Heinrich Himmler in der Gruft des Quedlinburger Doms

Symposium des DHI Rom und der MGH
Deutsches Historisches Institut Rom, Via Aurelia Antica 391, 00165 Rom, Italien
Donnerstag 28. bis Freitag, 29. November 2019

1935 wurden auf Veranlassung des Reichswissenschaftsministeriums das in Berlin ansässige Institut der ‚Monumenta Germaniae Historica‘ und das ‚Preußische Historische Institut in Rom‘ zum ‚Reichsinstitut für ältere deutsche Geschichtskunde‘ zusammengeschlossen und mit einem erheblich höheren Budget ausgestattet.

Wie unabhängig war Forschung unter dem Hakenkreuz?

Erbrachte das ‚Reichsinstitut‘ wirklich keine Gegenleistungen für die kontinuierliche Förderung durch das Reichswissenschaftsministerium und das Wohlwollen des Reichsführers SS?

Anlässlich des 200-jährigen Bestehens der MGH nehmen beide Institute ihre gemeinsame Vergangenheit unter die Lupe.

Donnerstag, 28.11.2019
14:00    Begrüßung und Einführung (Prof.
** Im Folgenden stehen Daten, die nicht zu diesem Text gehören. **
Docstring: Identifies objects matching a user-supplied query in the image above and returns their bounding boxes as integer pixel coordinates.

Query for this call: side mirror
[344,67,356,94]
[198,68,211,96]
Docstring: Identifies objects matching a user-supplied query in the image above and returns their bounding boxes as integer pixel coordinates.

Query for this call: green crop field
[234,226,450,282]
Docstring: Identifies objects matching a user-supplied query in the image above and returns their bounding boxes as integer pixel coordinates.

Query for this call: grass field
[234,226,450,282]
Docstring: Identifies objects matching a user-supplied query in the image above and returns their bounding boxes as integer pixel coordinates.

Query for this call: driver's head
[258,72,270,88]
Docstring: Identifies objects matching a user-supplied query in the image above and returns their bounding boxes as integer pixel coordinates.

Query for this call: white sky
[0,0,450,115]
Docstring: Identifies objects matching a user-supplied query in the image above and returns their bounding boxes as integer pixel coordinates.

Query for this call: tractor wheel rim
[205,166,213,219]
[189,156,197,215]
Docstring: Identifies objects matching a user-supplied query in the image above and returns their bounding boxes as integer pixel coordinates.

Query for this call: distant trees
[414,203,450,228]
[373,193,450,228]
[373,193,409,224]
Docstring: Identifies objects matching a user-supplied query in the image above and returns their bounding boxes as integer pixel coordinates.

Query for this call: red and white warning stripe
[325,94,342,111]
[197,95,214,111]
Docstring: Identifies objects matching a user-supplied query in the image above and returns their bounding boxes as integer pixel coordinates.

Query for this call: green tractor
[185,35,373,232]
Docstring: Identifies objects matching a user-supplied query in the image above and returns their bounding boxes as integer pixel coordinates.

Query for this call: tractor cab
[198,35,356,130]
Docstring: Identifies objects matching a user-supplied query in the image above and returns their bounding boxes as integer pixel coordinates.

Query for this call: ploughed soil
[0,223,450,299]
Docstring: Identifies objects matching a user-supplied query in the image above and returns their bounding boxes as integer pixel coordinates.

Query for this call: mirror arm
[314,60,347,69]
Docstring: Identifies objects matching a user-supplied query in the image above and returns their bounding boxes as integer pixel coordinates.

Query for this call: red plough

Dr. Martin Baumeister, Direktor des DHI Rom, Prof. Dr. Martina Hartmann, Präsidentin der MGH)
14:15    Auch ein „Griff nach dem Westen“ - Die Neuausrichtung des MGH-Editionsprogramms unter Edmund Ernst Stengel (Prof. Dr. Arno Mentzel-Reuters, MGH)
15:00    Die Preußische Archivverwaltung und das Reichsinstitut für ältere deutsche Geschichtskunde (Sven Kriese, Geheimes Staatsarchiv Preußischer Kulturbesitz Berlin)
15:45    Kaffeepause
16:00    „Sie haben Ihre Sache in Rom ebenso gut gemacht wie ihr Berliner Antipode schlecht“ – die institutionelle Verfasstheit des Reichsinstituts für Ältere Deutsche Geschichtskunde auf dem Prüfstand 1940 - 1942 (Franziska Rohloff M.A., DAI Rom, DHI Rom)
16:45    Die Historiker in der "Abt. Archiv- und Bibliotheksschutz" in der Deutschen Militärverwaltung in Italien 1943-1945 (PD Dr. Christian Fuhrmeister, Zentralinstitut für Kunstgeschichte München)
17:30    Ende des Sitzungstages
18:00    Vorstellung der Mitarbeiter-Datenbank MGH/ Reichsinstitut (Prof. Dr. Arno Mentzel-Reuters)
18:45    Aperitif im Foyer des DHI
19:30    Abendessen (optional)

Freitag, 29.11.2019
09:00    Die Reinhard-Heydrich-Stiftung in Prag. Ein Kriegseinsatz der Geisteswissenschaften im Protektorat Böhmen und Mähren? (Dr. Jiří Němec, Masaryk University Brno)
09:45    „Bin ich doch froh, dass ich den Wibald endgültig loshabe“ – Heinz Zatschek (1901-1965) und die MGH-Edition der Epistolae Wibaldi (Dr. Karel Hruza, Österreichische Akademie der Wissenschaften Wien)
10:00    Kaffeepause
10:15    „Allein unter Kollegen“ - Theodor Mayer und die MGH im Krieg (Prof. Dr. Anne Christine Nagel, Justus-Liebig-Universität Gießen)
11:00    Herr und Knecht - Theodor Mayer und Carl Erdmann (Prof. Dr. Folker Reichert, Stuttgart)
11:45    Schlussdiskussion (Leitung Prof. Dr. Arno Mentzel-Reuters)
12:30    Veranstaltungsende
15:00    Exkursion faschistische Architektur (optional)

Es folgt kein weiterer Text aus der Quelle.